Recensione: Nova
Oli Brown è un chitarrista/cantante britannico già noto e benvoluto da alcuni anni nei circuiti blues-rock. E’ autore, infatti, di quattro accolti album da solista che hanno ottenuto una lusinghiera accoglienza.
Nel 2014, insieme con Aaron Spiers e Adam Breeze, rispettivamente alle quattro corde e dietro ai tamburi, Brown ha costituito un power trio dalle più spiccate connotazioni rock e hard, al quale cui ha dato il nome di RavenEye.
La band si è fatta parecchio ascoltare in giro sia come headliner sia come supporter di act di grande celebrità in ambito hard’n’heavy, ha presenziato a festival di livello come Download ed Hellfest, ed ha realizzato un EP dal titolo Breaking Out. Il riscontro è stato anche qui molto positivo, sia da parte del pubblico sia della critica, e la Frontiers non si è lasciata sfuggire l’opportunità di mettere i RavenEye sotto contratto.
Possiamo, così, ascoltare adesso l’esordio su full-length dei RavenEye, che hanno inciso nel New Jersey, con il produttore Warren Riker, questo energico “Nova”.
Il platter è un crogiuolo di stili afferenti al rock duro, che convergono in un sound denso e groovy, sempre tirato e ruvido. In qualche modo, in Nova i RavenEye riescono nella non agevole impresa di far incontrare l’hard blues con il grunge, ma non disdegnano di accogliere qualche spunto di formazioni dal “tiro” intenso come i RHCP e, comunque, dell’hard rock contemporaneo e mainstream.

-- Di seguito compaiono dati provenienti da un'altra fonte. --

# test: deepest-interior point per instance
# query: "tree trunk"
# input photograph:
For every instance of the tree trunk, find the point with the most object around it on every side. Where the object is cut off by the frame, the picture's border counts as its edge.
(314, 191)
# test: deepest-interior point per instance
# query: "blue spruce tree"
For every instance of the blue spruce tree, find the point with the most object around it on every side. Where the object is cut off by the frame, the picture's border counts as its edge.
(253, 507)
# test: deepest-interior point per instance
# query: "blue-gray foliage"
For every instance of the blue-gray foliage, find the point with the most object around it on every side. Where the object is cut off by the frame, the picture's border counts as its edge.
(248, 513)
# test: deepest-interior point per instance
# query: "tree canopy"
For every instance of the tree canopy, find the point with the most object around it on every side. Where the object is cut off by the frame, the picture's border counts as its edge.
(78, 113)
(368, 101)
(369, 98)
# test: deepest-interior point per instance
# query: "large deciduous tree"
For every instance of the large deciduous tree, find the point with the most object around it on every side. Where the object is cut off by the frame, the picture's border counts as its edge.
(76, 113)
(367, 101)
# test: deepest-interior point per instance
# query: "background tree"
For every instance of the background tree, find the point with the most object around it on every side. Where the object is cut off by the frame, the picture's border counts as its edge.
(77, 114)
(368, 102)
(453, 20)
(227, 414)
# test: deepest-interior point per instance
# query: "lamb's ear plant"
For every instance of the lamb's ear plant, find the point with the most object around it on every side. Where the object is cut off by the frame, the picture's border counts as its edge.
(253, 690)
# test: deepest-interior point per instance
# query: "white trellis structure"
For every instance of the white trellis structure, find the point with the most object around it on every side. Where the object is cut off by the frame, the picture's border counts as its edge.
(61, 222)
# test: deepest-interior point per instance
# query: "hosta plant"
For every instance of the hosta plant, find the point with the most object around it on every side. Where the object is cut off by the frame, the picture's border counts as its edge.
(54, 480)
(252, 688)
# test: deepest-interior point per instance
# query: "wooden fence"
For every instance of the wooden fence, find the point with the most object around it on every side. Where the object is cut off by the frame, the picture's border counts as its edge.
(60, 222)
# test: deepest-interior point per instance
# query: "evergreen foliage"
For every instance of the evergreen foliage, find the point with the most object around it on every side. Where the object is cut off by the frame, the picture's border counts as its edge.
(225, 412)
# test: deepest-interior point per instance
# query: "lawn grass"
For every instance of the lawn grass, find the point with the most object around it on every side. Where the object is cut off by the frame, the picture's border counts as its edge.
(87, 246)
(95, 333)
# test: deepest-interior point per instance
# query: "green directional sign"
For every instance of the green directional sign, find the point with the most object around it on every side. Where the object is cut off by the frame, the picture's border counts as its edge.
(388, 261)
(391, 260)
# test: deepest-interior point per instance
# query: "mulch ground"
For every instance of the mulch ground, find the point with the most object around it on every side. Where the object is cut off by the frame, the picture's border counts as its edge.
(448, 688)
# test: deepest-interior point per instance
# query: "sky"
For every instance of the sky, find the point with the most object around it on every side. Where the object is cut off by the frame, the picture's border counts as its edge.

Nella spettacolare “quasi title-track” Supernova, tanto per capirci, i nostri echeggiano proprio i Soundgarden ed i Pearl Jam, trascinando l’ascoltatore in un ottovolante sonoro che si muove tra momenti di rarefazione ed ariose esplosioni di suono. Va detto che i suoni più cupi ispirati dalle band d’estrazione grunge è qui talora illuminato da un tratto appena un po’ più gioioso, come dimostrano pure Wanna Feel You (brano dall’andamento magmatico sempre memore delle lezioni di Soundgarden e Pearl Jam, fuse in un incandescente sound) e Come With Me (canzone arrembante e catchy, tra le più solari del disco, trascinata da una batteria ed un basso che vanno a mille).
Anche nella splendida apoteosi di Oh My Love ( del tipo, ancora una volta, grunge meets hard blues, per quanto impossibile possa sembrare) scorgiamo persino tracce dei migliori Whitesnake in mezzo a torrenziali assoli di chitarra.
Con Inside ci troviamo sballottati tra accelerazioni ripentine e sprazzi melodici, e, ancora, in Hero e nella smagliante Hate veniamo travolti dall’impeto ritmico di Oli Brown e soci.
E se con Walls siamo al cospetto di un cadenzato melodic classic rock con chitarre roventi, in coda i RavenEye variano sui temi ricorrenti del loro album, interrompendo atmosfere che, altrimenti, sarebbero nel complesso troppo uniformi. Lo fanno prima con Out Of The Rain, articolata e atmosferica e densa di richiami a Wolfmother e Led Zeppelin, e subito dopo con Eternity, intensa ed epica semi-ballata in cui ascoltiamo per la prima ed unica volta strumenti acustici, e nella quale non mancano richiami, nella costruzione melodica, a gente come i Coldplay, che risultano inattesi senza sembrare fuori contesto.
Nova, insomma, con l’energia e la sua capacità di creare un sorprendentemente coerente mélange, un tempo impensabile, tra classic rock, hard, grunge e rock moderno, fa dei RavenEye una band di sicuro interessa e da tenere d’occhio per il futuro.
Tenendo conto che il suo presente è già di notevole spessore.